I was interested to see that the novel has been greeted with a fair amount of bafflement on review sites like LibraryThing. Once people get away from the aura of the author’s name, they don’t seem terribly keen on the story. And I admit it’s odd. I found it difficult to place, but I’m inclined to think that, if you’re an 88-year-old Noble Prizewinner, you can probably do whatever you damn well want with genre conventions. There was something of Ursula Le Guin’s Left Hand of Darkness in it, and a soupcon of Golding’s The Inheritors, and some of that mythic quality you find in Mary Renault when she’s writing about the ancient mother-goddess myths that Theseus and his ilk come along and spoil. But The Cleft doesn’t live up to any of these. It shifts between the seriousness of ancient saga, and comic asides about the battle of the sexes, and doesn’t really plant its standard anywhere for long enough to take root. Hmm. I’m not expressing myself all that well. What I think I’m trying to say is that Lessing deals with quite a lot of very serious issues in a generally rather playful manner and sometimes that feels a bit odd. You see, that’s the second time I’ve used the word ‘odd’ about it. It must be true…
So there we go.
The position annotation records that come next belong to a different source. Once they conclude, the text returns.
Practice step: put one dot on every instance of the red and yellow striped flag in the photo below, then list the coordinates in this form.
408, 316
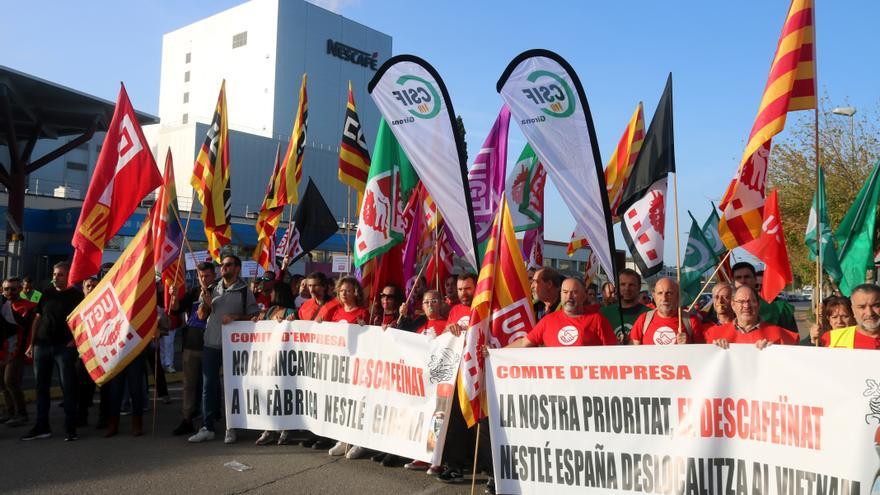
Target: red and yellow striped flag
354, 159
619, 168
118, 319
211, 180
502, 300
288, 179
791, 86
267, 222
I am baffled, but not put off by any means. And I’m rather excited to have discovered that Lessing has also written a fair amount of science fiction. She has written so much, and has ranged across so many different genres, that I’m going to have to investigate more of her work. It just so happens that I’ve started with, perhaps, one of her less brilliant novels. To call it a ‘dud’, as some reviewers have, is a bit unfair (though I did find it hard not to cringe at the use of Clefts and Squirts as names: I felt as if I were five years old and back in the playground). But I’m making these judgements without knowing the rest of her work. What do you all think? Which of her novels would be a good follow up, and convince me of the scintillating wisdom that she undoubtedly had?
Oh, and I think it must be an eagle on the cover. I assumed it was a raven and then spent most of the book feeling rather confused about why it was there.
Hi! Came across your blog on Twitter and really enjoying it. I’ve loved Doris Lessing ever since reading her autobiography (which I would recommend).
I actually didn’t enjoy the golden notebook as much as I thought I would – I felt the structural and thematic experimentation took away from its emotional impact. And it also covered a lot of ground from the autobiography, which I preferred.
But I would strongly, strongly recommend the Grass is Singing – an absolutely heartbreaking, stunning novel about a lot of things really – race relations, marriages, farming, colonial society. I’m not explaining it well or doing it justice but it’s amazing!